After a lot of talk about Iowa and New Hampshire having too much impact and then questioning of the impact of the compacted schedule, the primary season seems to be working out pretty well.
Stephen J. Dubner of Freakonomics blog explains why this has been the best primary season ever.
I’d like to suggest an opposing view: this primary season has been remarkably successful at letting the public come to know the candidates and what they’re about. Why?
For one thing, there has been massive exposure to every significant candidate, thanks in part to the scattered primary schedule. There have been so many debates that a voter would have had to try hard not to at least read about them, let alone see them.

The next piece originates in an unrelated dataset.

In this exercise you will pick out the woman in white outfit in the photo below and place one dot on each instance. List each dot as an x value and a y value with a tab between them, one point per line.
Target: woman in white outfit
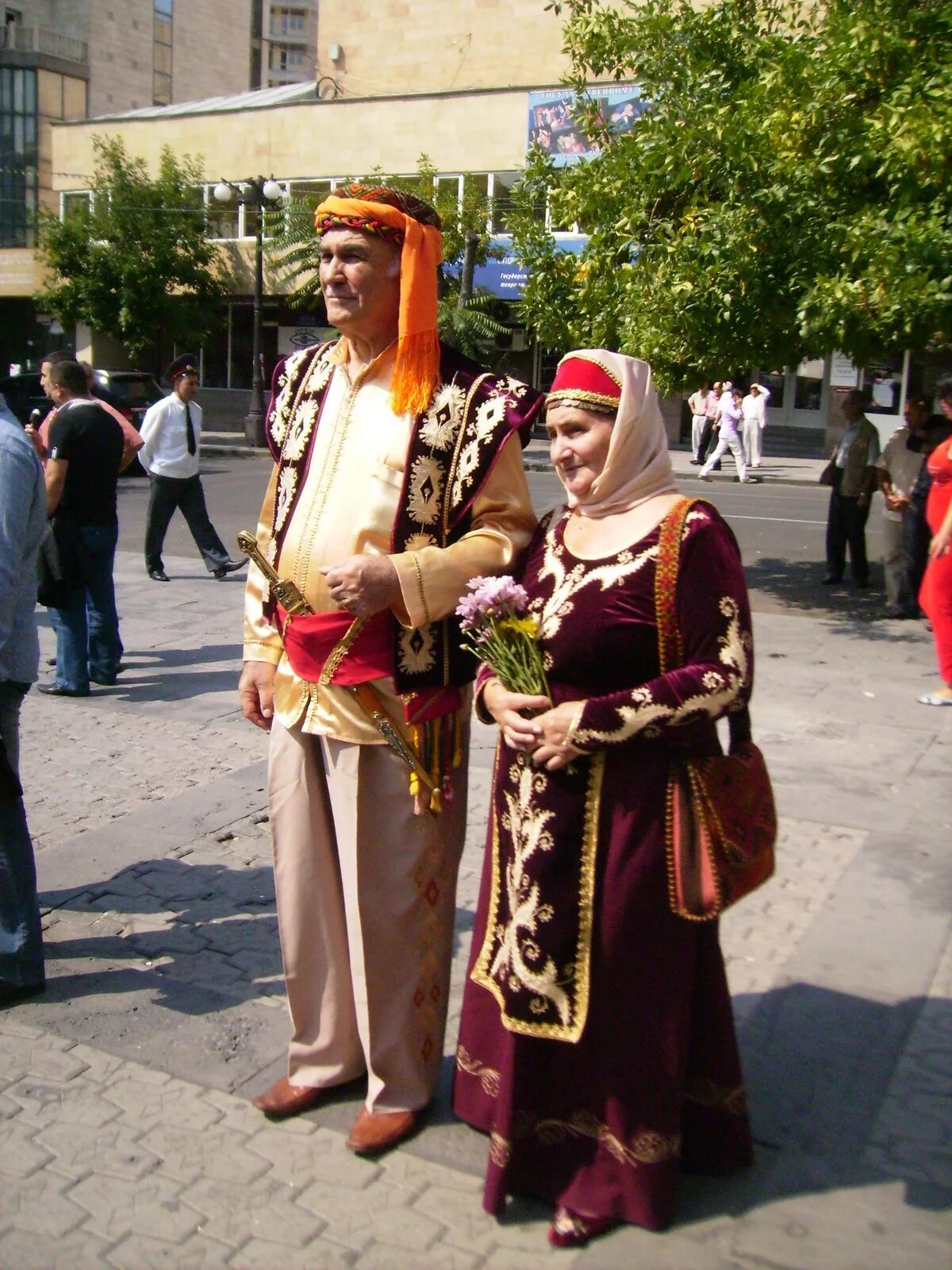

But the second reason is, I think, far more important. This year’s primary schedule has forced candidates to act a bit less like candidates and a bit more like managers — and, therefore, a bit more like an actual President.
Think about it. The schedule called for a dazzling array of primary variables: some were public caucuses and some were standard private votes; independents voted in some primaries and not in others; both parties held primaries on the same day in some states and on different days in others. And then there’s the intense clustering of many primaries in many states in a relatively short time.
So what have the candidates been forced to do? Strategize intensely, adapt to a slew of different circumstances and formats, and, most of all, figure out how best to allocate precious resources — money and time chief among them — in order to optimize their outcome.
1 comment:
Yow. While this has been an interesting primary season, it has been far from any standard I would use to describe the "best."